How can we convert that back to a when condition? when: foo.and(bar.not()) doesn't work because foo could change back to a falsey value before bar becomes truthy. I think it is not possible to convert, because there is another implicit piece of atomic state which you cannot reference: the state of whether foo has been truthy since the reactor was defined.

So {from: foo, until: bar} is really equivalent to {when: fooHasBeenTruthyAtSomePoint.and(bar.not())}


So I think it should be possible to describe life-spans with a when condition, because sometimes that's convenient, and awake-spans with from and until conditions, because sometimes that's convenient.

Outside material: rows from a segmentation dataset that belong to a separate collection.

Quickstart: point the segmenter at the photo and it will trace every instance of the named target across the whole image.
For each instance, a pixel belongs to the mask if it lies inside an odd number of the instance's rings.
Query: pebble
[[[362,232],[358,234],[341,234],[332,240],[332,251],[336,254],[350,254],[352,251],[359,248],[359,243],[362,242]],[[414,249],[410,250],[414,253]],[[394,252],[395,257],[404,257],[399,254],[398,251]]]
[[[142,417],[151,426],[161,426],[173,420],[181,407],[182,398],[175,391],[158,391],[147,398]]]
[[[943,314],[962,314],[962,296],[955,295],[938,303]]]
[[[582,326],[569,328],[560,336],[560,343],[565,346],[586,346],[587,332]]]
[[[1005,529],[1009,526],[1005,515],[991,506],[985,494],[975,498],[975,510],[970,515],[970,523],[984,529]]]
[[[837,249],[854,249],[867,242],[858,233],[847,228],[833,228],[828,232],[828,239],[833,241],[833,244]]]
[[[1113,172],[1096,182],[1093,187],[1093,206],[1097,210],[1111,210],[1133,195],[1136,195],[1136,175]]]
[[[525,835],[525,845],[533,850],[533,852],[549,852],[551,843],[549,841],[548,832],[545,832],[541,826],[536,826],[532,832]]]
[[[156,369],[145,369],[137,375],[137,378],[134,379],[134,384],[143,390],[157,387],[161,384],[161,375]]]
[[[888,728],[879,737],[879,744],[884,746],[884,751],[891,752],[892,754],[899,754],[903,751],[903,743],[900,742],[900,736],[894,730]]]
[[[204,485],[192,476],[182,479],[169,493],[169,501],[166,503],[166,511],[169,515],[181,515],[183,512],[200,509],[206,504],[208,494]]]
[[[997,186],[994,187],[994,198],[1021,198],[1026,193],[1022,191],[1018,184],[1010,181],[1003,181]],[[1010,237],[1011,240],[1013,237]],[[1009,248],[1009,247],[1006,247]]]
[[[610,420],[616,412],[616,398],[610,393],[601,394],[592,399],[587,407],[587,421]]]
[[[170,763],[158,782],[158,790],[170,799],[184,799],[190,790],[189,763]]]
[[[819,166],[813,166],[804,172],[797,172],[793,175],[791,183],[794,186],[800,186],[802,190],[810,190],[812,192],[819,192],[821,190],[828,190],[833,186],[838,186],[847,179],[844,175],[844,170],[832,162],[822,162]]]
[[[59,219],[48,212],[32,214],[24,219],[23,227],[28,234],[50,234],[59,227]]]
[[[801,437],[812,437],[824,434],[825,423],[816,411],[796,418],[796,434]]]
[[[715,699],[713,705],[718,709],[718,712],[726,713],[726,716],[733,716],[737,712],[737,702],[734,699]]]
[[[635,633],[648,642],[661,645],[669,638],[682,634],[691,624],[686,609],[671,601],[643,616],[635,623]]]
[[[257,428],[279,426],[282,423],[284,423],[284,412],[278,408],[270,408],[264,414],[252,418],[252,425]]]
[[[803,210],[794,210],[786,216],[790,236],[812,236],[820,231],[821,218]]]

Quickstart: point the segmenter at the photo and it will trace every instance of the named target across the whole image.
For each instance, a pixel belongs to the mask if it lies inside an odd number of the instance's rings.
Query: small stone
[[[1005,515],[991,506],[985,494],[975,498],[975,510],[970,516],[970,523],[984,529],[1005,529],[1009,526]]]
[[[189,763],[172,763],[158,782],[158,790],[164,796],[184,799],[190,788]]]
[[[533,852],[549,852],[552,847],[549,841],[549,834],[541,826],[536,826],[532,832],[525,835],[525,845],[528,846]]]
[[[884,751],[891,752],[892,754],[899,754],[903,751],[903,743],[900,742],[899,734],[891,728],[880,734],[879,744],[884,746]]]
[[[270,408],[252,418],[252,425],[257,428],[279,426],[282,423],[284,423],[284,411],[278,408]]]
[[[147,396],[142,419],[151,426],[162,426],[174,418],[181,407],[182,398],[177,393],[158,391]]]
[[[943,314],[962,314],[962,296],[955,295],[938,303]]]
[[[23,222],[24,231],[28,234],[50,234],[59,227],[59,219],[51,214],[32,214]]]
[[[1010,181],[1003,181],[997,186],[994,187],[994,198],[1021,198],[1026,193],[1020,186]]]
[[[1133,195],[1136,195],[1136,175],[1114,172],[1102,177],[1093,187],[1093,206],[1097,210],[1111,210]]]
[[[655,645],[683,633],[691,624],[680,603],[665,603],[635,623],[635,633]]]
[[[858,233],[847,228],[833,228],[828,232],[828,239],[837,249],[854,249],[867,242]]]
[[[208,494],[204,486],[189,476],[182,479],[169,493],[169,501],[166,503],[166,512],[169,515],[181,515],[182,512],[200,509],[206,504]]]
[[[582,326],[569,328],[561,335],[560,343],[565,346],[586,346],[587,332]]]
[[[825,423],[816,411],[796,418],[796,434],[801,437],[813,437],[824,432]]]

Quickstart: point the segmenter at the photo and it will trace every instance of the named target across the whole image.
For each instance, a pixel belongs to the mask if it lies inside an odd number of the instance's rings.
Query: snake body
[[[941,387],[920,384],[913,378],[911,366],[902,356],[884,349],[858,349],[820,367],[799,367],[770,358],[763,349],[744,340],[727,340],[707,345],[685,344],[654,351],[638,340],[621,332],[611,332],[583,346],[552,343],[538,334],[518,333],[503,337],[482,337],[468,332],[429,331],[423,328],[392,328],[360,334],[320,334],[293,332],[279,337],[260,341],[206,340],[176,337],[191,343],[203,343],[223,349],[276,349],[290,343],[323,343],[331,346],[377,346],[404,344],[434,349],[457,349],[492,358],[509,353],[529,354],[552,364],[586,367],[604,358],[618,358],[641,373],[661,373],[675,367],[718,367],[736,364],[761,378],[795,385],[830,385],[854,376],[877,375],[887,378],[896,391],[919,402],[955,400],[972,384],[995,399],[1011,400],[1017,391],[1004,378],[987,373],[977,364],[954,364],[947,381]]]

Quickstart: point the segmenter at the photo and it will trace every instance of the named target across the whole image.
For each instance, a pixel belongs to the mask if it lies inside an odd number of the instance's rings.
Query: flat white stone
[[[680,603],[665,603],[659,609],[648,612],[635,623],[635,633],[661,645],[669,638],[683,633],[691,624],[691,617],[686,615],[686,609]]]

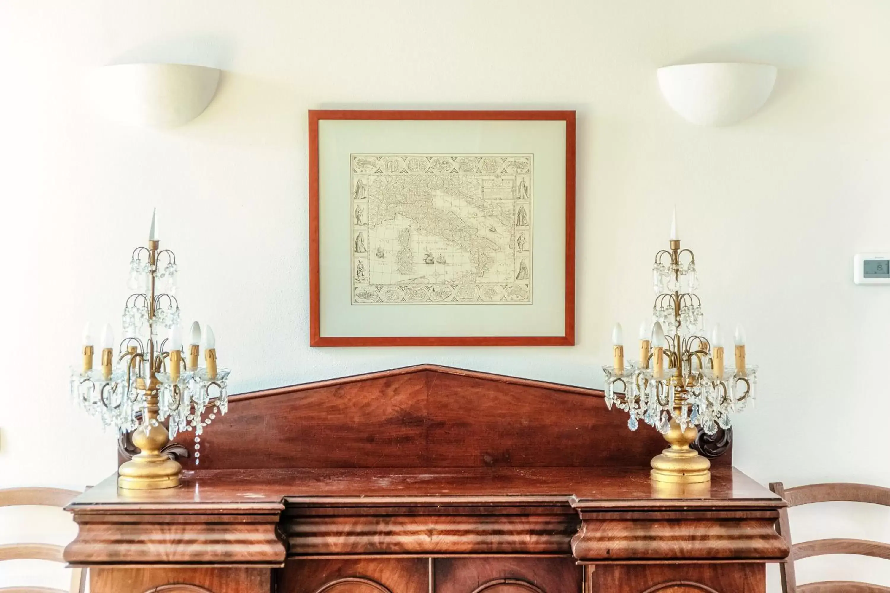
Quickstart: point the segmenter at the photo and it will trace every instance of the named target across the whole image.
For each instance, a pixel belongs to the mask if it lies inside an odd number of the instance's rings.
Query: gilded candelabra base
[[[182,466],[161,453],[170,441],[166,429],[158,424],[136,429],[133,443],[142,453],[117,469],[117,487],[126,490],[159,490],[180,484]]]
[[[711,462],[690,448],[699,430],[694,426],[680,429],[676,421],[671,421],[670,430],[665,440],[670,446],[652,458],[650,473],[653,482],[668,484],[701,484],[711,480]]]

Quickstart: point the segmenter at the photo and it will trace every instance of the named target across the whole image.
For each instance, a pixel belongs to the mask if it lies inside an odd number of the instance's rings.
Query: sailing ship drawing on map
[[[361,154],[351,167],[353,304],[531,303],[532,155]]]

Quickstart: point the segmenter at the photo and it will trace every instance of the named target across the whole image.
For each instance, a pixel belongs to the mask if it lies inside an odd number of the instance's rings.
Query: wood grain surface
[[[91,593],[271,593],[271,571],[260,568],[94,568]]]
[[[756,564],[598,565],[588,566],[586,593],[764,593]]]
[[[190,447],[191,433],[177,442]],[[667,446],[603,392],[423,365],[233,396],[188,469],[649,467]],[[712,461],[732,465],[732,452]]]

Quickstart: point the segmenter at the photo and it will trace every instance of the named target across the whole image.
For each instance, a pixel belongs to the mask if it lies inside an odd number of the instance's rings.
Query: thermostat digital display
[[[853,259],[857,284],[890,284],[890,253],[859,253]]]

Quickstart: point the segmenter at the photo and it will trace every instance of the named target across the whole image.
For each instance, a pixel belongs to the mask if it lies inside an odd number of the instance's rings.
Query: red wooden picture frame
[[[479,120],[565,122],[565,328],[554,336],[321,336],[319,220],[319,123],[322,120]],[[310,346],[573,346],[575,344],[574,111],[309,111]]]

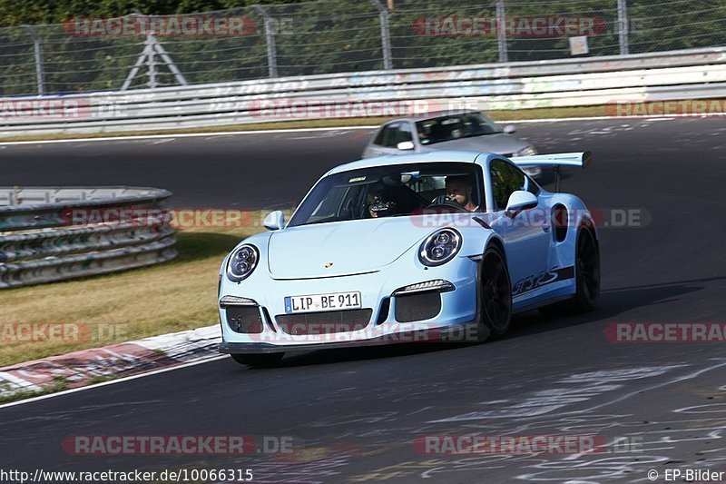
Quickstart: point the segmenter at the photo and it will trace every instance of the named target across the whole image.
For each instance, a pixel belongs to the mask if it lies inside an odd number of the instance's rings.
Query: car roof
[[[374,158],[364,158],[357,162],[336,166],[326,175],[358,170],[360,168],[372,168],[374,166],[386,166],[389,164],[420,163],[476,163],[480,155],[484,155],[479,161],[485,161],[490,155],[501,157],[501,154],[495,154],[481,152],[466,152],[461,150],[442,150],[430,153],[421,153],[414,154],[385,154]]]
[[[450,109],[446,111],[432,111],[431,113],[412,114],[410,116],[392,119],[390,121],[387,121],[382,125],[390,124],[391,123],[396,123],[397,121],[411,121],[413,123],[416,123],[417,121],[427,121],[430,119],[436,119],[445,116],[455,116],[456,114],[468,114],[472,113],[481,113],[481,112],[476,111],[476,109]]]

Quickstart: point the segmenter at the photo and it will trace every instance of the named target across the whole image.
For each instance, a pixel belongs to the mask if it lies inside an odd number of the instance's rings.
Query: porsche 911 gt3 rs
[[[483,341],[505,334],[518,311],[592,310],[593,216],[519,166],[558,173],[589,159],[450,151],[333,168],[289,222],[270,213],[270,231],[224,259],[220,351],[266,365],[300,350],[461,334]]]

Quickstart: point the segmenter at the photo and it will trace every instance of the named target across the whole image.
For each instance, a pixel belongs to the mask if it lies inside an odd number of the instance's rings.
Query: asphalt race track
[[[515,319],[483,345],[317,351],[281,368],[231,359],[0,410],[3,468],[251,469],[253,482],[652,482],[726,471],[726,342],[623,343],[614,322],[726,321],[721,118],[521,124],[542,153],[591,150],[563,190],[603,213],[593,313]],[[168,188],[178,206],[296,203],[368,133],[204,136],[0,148],[2,185]],[[615,211],[615,212],[613,212]],[[375,248],[372,248],[375,250]],[[1,297],[1,296],[0,296]],[[179,308],[180,318],[183,308]],[[612,452],[422,454],[423,436],[594,435]],[[77,456],[72,435],[290,436],[292,454]]]

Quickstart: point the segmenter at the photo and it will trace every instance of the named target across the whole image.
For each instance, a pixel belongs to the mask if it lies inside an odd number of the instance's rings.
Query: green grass
[[[256,226],[180,231],[179,257],[148,268],[0,291],[0,324],[66,323],[81,328],[65,341],[8,341],[0,366],[97,348],[219,321],[220,264]],[[6,334],[5,334],[6,336]]]

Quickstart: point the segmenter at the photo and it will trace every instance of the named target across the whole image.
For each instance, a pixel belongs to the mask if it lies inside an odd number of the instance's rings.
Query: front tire
[[[273,367],[280,363],[285,353],[231,354],[232,360],[243,366]]]
[[[478,341],[504,336],[512,322],[512,282],[501,252],[489,247],[482,257]]]

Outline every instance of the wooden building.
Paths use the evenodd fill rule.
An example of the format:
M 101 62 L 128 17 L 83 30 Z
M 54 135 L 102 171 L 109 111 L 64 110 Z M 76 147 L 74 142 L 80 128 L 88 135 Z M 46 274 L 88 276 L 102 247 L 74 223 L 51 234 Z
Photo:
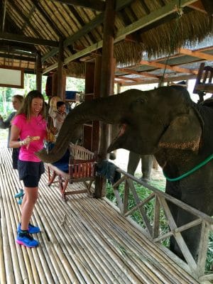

Here's the canonical format I propose:

blah.react(f, {
  alive: {
    from: foo,
    until: bar,
  },
  awake: {
    from: baz,
    until: quux,
  },
})

But when will be allowed in the alive or awake time span descriptors, as a replacement for the from and until conditions.

blah.react(f, {alive: {when: foo}})

// or, as a shorthand:

blah.react(f, {alive: foo})

So far I haven't mentioned skipFirst and once from the existing scheme. Still thinking about that.

oskbor commented 7 years ago

sounds good, but I will unfortunately not have time to work on this

ds300 commented 7 years ago

That's cool, huge thanks for all your work up to now! :1st_place_medal:

ds300 commented 7 years ago

Hmmmm... thinking about this some more I'm not sure it makes sense to allow from and until in awake coniditons because of cyclical situations that don't make sense like, if from becomes truthy and then until becomes truthy, but from is still truthy, so does the reactor wake up again instantly? Anything else would be counter-intuitive, but then until is still truthy and the reactor should go to sleep again instantly. And so on and so on.

This can't happen with the alive condition because death is final.

So now I'm thinking the alive condition should be programmable with a when clause or from and until clauses, but the awake condition should only be programmable with when.